Heurts entre policiers et manifestants après l'immolation d'un journaliste tunisien

Des policiers patrouillent dans les rues de Kasserine, le 25 décembre 2018, après des affrontements entre eux et des manifestants, suite à la mort du journaliste Abderrak Zorgui, qui s'est immolé par le feu pour protester contre les problèmes économiques(Pho AP/Mohamed Ben Salah)

Des heurts ont éclaté entre la police et des manifestants rassemblés lundi à Kasserine après l'immolation d'un journaliste qui voulait dénoncer par cet acte les conditions de vie difficiles dans cette région du centre-ouest de la Tunisie.

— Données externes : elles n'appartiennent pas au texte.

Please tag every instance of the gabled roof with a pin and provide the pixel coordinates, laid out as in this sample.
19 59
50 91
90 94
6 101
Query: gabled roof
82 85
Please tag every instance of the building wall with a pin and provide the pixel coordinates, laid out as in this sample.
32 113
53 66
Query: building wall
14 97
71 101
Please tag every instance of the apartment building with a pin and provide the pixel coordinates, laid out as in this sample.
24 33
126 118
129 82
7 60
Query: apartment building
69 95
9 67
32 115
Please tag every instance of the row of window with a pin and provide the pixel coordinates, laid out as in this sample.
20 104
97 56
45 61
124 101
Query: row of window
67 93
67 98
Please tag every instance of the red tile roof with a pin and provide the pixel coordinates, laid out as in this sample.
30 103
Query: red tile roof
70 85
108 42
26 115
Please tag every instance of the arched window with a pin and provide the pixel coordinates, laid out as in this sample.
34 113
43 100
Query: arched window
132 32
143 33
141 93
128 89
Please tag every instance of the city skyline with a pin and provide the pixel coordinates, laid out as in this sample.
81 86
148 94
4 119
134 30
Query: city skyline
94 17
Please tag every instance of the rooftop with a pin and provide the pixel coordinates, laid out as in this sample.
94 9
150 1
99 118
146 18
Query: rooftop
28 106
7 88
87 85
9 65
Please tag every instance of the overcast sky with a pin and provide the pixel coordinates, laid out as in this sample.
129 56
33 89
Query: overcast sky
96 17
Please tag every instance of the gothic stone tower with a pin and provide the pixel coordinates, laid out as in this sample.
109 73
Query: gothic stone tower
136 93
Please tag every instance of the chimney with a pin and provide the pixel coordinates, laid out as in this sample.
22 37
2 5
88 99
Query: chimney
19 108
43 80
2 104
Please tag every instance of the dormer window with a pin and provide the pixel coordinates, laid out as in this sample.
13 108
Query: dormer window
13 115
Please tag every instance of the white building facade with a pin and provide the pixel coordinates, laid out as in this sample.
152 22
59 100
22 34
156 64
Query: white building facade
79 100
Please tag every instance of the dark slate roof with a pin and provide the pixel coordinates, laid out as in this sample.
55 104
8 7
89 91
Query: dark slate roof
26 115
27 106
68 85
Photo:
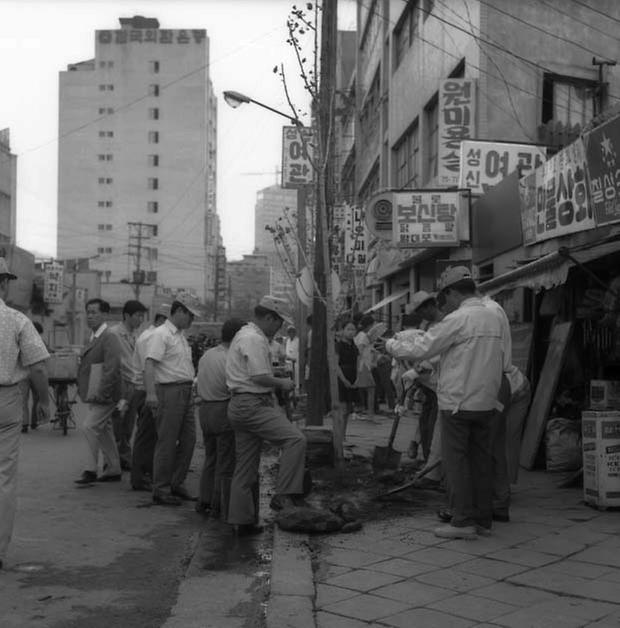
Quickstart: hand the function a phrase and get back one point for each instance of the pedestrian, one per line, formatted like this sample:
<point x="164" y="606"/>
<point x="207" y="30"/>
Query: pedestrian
<point x="22" y="356"/>
<point x="217" y="432"/>
<point x="99" y="386"/>
<point x="146" y="435"/>
<point x="255" y="418"/>
<point x="347" y="353"/>
<point x="469" y="343"/>
<point x="124" y="416"/>
<point x="168" y="379"/>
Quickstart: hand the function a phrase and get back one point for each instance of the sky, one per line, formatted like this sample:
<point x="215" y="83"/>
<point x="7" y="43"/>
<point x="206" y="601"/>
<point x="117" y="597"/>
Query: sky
<point x="39" y="38"/>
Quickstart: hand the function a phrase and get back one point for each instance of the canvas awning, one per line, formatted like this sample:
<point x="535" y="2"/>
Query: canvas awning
<point x="387" y="300"/>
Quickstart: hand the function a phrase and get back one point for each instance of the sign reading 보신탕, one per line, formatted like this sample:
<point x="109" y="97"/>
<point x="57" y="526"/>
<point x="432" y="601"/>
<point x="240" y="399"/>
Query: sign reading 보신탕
<point x="554" y="198"/>
<point x="456" y="122"/>
<point x="425" y="218"/>
<point x="602" y="148"/>
<point x="151" y="35"/>
<point x="485" y="164"/>
<point x="296" y="161"/>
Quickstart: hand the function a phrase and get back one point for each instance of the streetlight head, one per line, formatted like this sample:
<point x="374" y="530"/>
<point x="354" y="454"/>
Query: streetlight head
<point x="234" y="99"/>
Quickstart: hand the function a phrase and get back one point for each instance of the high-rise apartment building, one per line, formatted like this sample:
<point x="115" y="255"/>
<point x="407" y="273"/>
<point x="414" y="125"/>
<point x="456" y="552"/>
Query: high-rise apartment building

Dans la nuit de lundi à mardi, des dizaines de manifestants ont brûlé des pneus et bloqué la rue principale du centre-ville de Kasserine (270 km de Tunis). La police a répliqué par des tirs de gaz lacrymogènes.

Le porte-parole du ministère de l'Intérieur, Sofiane al-Zaq, a déclaré que six membres des forces de sécurité avaient été légèrement blessés lors des affrontements et neuf personnes arrêtées. La ville s'est toutefois réveillée dans le calme mardi matin.

Le journaliste Abdel Razzaq Zorgui, 32 ans, est décédé lundi soir après s'être immolé en affirmant vouloir protester contre le chômage et la dégradation de la situation économique dans la région de Kasserine, l'une des plus pauvres du pays.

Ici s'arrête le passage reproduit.